Mark and I went to school together. He wasn't a close friend of mine, but I knew him to be a nice and generous person who was well liked by everyone. His death brought home the realities of war more so than any documentary, film or news report I have seen in the 8 years we have been in Afghanistan. Mark was 26 when he died, leaving behind a loving family and caring friends. I can still see messages he left on friends facebook pages. He was a real person to me, not another face on a news show. He died far too young, and for too few reasons.
Most people do not really understand why we are in Afghanistan. They know it is vaguely related to the Taliban, Al Qaeda and 9/11, but few can answer the real reasons. And most likely it's because there aren't any.
Relatively few people know that Afghanistan had nothing to do with 9/11, and has never threatened the United States. There's no denying the Taliban are an evil bunch, but then so are the Saudi, Colombian and Egyptian governments, and we've left them alone. The logic for the war in Afghanistan seems to have evolved over time, and much like the war in Iraq, we are now there so 'they don't attack us over here.' It's a thin pretext for another imperial war in the energy rich region that so many empires have tried to conquer before.
It turns out, Mark seemed to see the conflict the same way. I ran across an article in the Telegraph that published his diary, and the following sentence, written days before his death, struck me:
I seem to
be the only one here who believes that war might not be the answer to this
particular problem.
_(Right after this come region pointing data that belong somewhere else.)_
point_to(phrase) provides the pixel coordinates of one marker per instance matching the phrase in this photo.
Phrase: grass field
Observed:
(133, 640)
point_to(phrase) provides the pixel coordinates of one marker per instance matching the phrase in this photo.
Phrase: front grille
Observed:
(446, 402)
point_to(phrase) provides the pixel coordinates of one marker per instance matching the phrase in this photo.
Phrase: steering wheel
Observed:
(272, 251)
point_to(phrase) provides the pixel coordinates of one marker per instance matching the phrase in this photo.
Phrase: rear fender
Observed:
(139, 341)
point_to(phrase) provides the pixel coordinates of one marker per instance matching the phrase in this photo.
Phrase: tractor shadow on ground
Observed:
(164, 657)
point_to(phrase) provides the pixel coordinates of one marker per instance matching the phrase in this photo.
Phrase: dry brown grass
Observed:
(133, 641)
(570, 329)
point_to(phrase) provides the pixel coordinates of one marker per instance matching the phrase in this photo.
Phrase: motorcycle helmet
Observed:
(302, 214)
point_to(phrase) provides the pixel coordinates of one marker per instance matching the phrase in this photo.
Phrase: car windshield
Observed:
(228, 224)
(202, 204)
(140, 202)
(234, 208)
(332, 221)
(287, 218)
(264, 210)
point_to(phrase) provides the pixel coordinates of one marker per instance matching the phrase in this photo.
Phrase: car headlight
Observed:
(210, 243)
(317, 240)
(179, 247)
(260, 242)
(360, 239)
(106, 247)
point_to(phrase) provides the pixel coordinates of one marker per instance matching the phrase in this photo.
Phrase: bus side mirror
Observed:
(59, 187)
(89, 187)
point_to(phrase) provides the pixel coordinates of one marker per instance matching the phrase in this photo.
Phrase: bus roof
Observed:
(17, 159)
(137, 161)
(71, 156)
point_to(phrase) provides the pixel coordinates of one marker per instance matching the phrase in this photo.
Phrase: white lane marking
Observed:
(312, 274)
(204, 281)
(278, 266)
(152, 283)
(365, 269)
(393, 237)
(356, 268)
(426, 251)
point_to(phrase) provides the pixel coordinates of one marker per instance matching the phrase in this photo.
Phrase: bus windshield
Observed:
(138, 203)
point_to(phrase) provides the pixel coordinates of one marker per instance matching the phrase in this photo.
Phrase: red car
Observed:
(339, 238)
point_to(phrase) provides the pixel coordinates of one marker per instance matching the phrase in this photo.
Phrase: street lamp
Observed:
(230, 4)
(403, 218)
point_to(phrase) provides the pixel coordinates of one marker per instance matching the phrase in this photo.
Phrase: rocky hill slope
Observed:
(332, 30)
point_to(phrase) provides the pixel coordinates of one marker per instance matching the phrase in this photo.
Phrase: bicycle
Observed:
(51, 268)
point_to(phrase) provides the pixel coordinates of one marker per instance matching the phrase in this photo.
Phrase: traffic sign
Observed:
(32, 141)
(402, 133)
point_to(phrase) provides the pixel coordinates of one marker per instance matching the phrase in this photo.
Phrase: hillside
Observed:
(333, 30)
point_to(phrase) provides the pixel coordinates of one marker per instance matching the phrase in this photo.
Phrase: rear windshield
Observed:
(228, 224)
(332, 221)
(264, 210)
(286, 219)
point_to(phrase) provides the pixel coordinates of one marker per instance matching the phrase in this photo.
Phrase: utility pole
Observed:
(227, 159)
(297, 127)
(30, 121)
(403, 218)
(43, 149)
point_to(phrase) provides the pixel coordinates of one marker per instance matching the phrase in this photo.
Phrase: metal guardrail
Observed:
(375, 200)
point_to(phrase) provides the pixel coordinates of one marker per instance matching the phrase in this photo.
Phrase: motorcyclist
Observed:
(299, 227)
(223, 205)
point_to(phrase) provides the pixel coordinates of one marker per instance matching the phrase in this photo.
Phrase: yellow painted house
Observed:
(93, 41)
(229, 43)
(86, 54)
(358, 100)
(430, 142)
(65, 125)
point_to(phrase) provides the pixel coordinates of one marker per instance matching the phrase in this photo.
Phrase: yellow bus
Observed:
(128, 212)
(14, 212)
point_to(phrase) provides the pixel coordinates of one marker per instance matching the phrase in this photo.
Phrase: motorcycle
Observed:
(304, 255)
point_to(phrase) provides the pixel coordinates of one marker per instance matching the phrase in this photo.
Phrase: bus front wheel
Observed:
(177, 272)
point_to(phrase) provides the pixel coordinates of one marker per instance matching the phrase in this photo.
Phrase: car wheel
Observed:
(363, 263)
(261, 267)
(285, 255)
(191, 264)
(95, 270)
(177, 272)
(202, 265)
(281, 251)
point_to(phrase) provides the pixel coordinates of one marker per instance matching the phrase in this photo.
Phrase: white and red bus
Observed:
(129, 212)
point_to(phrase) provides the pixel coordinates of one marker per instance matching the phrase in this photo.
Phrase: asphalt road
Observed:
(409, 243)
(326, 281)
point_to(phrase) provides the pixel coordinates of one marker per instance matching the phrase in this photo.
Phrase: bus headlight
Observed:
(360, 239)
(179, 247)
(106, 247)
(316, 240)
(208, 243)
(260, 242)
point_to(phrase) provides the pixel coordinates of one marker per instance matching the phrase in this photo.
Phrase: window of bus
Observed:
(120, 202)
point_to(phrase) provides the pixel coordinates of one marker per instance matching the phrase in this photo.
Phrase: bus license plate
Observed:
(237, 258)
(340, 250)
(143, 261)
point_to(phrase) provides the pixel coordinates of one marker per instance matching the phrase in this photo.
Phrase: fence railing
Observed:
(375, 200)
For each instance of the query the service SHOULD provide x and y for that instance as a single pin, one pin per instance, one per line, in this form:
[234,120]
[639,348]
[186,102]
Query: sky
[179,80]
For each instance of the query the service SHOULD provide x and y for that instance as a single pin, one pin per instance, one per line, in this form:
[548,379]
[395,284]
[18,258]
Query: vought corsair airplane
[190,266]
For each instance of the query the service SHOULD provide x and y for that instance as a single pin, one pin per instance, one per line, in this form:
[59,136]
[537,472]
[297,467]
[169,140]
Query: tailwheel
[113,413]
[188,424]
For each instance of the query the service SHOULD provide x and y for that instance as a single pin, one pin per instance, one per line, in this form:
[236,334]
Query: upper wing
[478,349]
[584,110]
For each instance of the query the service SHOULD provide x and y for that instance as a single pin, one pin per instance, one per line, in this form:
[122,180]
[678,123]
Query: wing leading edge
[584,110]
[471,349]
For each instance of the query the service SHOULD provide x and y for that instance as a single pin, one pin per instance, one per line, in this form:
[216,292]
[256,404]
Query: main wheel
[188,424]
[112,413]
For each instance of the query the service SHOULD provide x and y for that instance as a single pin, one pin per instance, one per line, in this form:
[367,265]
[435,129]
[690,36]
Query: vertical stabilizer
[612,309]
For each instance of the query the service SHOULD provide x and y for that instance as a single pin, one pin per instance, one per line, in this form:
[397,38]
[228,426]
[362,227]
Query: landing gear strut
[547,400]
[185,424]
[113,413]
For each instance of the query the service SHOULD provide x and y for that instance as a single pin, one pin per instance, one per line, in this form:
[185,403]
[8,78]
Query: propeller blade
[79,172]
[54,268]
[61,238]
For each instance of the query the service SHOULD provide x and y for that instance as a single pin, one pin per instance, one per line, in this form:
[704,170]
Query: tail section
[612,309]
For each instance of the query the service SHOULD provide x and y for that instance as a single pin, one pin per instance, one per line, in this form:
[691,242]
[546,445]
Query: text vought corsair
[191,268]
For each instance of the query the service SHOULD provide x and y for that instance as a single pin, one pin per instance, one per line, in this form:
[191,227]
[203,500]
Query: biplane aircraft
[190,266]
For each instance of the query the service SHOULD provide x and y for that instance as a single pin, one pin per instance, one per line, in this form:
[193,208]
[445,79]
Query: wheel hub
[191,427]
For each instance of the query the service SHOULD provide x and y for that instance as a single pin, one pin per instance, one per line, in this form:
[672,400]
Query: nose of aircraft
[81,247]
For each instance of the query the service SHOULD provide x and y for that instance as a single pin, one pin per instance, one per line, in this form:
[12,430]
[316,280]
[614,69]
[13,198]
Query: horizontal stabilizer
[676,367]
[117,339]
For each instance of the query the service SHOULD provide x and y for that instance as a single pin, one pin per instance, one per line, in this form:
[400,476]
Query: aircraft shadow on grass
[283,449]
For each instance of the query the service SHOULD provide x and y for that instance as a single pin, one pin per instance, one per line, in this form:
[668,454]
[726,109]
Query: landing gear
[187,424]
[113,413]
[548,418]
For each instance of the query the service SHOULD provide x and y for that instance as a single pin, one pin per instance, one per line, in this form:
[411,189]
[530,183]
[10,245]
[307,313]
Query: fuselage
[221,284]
We must work on relationships with the Afghanis if we
are to build a future for them.
I would highly recommend reading his diary - it's a fascinating insight into the life of a highly intelligent and thoughtful young man thrust into a deadly war zone, and his struggle to comprehend what he was a part of.
Mark was very well respected in his unit, and was by all accounts, a first rate soldier. Why we would allow such a remarkable person to be sacrificed for a war no one seems to understand is a tragedy of epic proportions.
As the troop numbers escalate over the coming years, so will the death toll.
And we should not forget that those who sacrifice their lives could be our friends and family.